This resource is used to provide a single place within the health record to document a range of clinical statements about adverse reactions to substances/products, including:
– Record a clinical assessment of the individual’s propensity to a potential future reaction upon re-exposure
– Record cumulative information about the reaction to each exposure, including ‘no reaction’ if appropriate
Use to record information about the positive presence of the risk of an adverse reaction:
– To support direct clinical care of an individual
– As part of a managed adverse reaction or allergy/intolerance list
– To support exchange of information about the propensity and events related to adverse reactions
– To inform adverse reaction reporting
– To assist computerized knowledge-based activities such as clinical decision support and alerts
Use to record information about adverse reactions to a broad range of substances, including: biological & blood products; incipients and excipients in medicinal preparations; foods; metal salts; and organic chemical compounds.
Adverse reactions may be:
– An allergy (typically type I hypersensitivity, plus other “allergy-like” reactions, including pseudoallergy)
– An intolerance (typically non-immune adverse reactions that are not determined or perceived to be allergic or “allergy-like”, and are to some degree idiosyncratic and/or individually specific.
In clinical practice distinguishing between allergy and intolerance is difficult and might not be practical. Often the term “allergy” is used rather generically and may overlap with “intolerance”, and the boundaries between these concepts might not be well-defined or understood. The term “intolerance” should generally be applied to a propensity for adverse reactions which is either determined (to the extent that is possible) or perceived to not be allergic or “allergy-like”. If it is not possible to determine whether a particular propensity condition is an allergy or an intolerance, then the type element should be omitted from the resource. Identification of the type of reaction is not a proxy for seriousness or risk of harm to the patient, which is better expressed in the documentation of the clinical manifestation and the assessment of criticality.
The sensitivity in the case of either an allergy or intolerance is unique to the individual, and is distinguished from those reactions that are a property of the circumstance, such as toxicity of a food or drug, overdose, drug-drug, drug-food, or drug-disease interaction (which are reactions that would be expected to occur for any individual given the same circumstances).
This resource has been designed to allow recording of information about a specific substance (e.g., amoxicillin, oysters, or bee sting venom) or pharmaceutical product or, alternatively, a class of substance (e.g., penicillins). If a class of substance is recorded, then identification of the exact substance can be recorded on a per exposure basis.
The scope of this Fast Healthcare Interoperability Resources (FHIR) resource has deliberately focused on identifying a pragmatic data set that is used in most clinical systems or will be suitable for most common clinical scenarios; extensions can be used to add additional detail if required. Examples of clinical situations where the extension may be required include: a detailed allergist/immunologist assessment, for reporting to regulatory bodies or use in a clinical trial.
Fast Healthcare Interoperability Resources (FHIR) is a draft standard describing data formats and elements (known as “resources”) and an application programming interface (API) for exchanging electronic health records. The standard was created by the Health Level Seven International (HL7) health-care standards organization.
Its goal is to facilitate interoperation between legacy healthcare systems, to make it easy to provide healthcare information to healthcare providers and individuals on a wide variety of devices from computers to tablets to cell phones, and to allow third-party application developers to provide medical applications which can be easily integrated into existing systems.

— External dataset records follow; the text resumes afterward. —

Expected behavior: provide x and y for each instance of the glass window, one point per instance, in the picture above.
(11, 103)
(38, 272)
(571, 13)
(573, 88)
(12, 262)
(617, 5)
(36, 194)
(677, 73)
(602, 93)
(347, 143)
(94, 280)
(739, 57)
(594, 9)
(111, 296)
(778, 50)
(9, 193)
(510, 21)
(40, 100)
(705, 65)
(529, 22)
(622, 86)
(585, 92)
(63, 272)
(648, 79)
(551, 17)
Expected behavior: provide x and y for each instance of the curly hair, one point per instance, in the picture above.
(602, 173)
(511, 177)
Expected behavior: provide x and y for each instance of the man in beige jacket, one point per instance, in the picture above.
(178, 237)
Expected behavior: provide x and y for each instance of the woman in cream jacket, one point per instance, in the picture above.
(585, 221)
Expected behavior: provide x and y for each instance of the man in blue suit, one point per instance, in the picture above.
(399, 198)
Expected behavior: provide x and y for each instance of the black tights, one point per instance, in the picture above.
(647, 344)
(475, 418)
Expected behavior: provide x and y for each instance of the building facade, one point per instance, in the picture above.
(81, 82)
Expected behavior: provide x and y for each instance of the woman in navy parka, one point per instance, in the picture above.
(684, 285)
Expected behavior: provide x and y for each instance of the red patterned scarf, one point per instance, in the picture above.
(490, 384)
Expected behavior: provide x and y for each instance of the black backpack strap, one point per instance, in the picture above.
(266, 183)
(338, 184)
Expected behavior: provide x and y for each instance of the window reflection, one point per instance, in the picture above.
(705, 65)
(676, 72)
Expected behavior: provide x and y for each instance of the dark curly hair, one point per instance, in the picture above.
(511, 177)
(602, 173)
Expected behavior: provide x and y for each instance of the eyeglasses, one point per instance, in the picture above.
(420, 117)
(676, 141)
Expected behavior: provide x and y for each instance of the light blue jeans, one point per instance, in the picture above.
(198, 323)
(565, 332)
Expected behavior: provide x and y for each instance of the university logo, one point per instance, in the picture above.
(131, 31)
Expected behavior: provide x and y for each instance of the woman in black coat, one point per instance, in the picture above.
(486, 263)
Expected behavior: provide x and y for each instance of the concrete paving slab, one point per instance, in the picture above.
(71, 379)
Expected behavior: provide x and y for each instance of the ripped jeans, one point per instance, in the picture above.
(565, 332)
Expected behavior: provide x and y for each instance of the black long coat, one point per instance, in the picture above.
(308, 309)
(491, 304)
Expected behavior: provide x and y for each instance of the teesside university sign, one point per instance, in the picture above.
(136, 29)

FHIR provides an alternative to document-centric approaches by directly exposing discrete data elements as services. For example, basic elements of healthcare like patients, admissions, diagnostic reports and medications can each be retrieved and manipulated via their own resource URLs (Uniform Resource Locators). FHIR was supported at an American Medical Informatics Association meeting by many EHR (Electronic Health Record) vendors which value its open and extensible nature.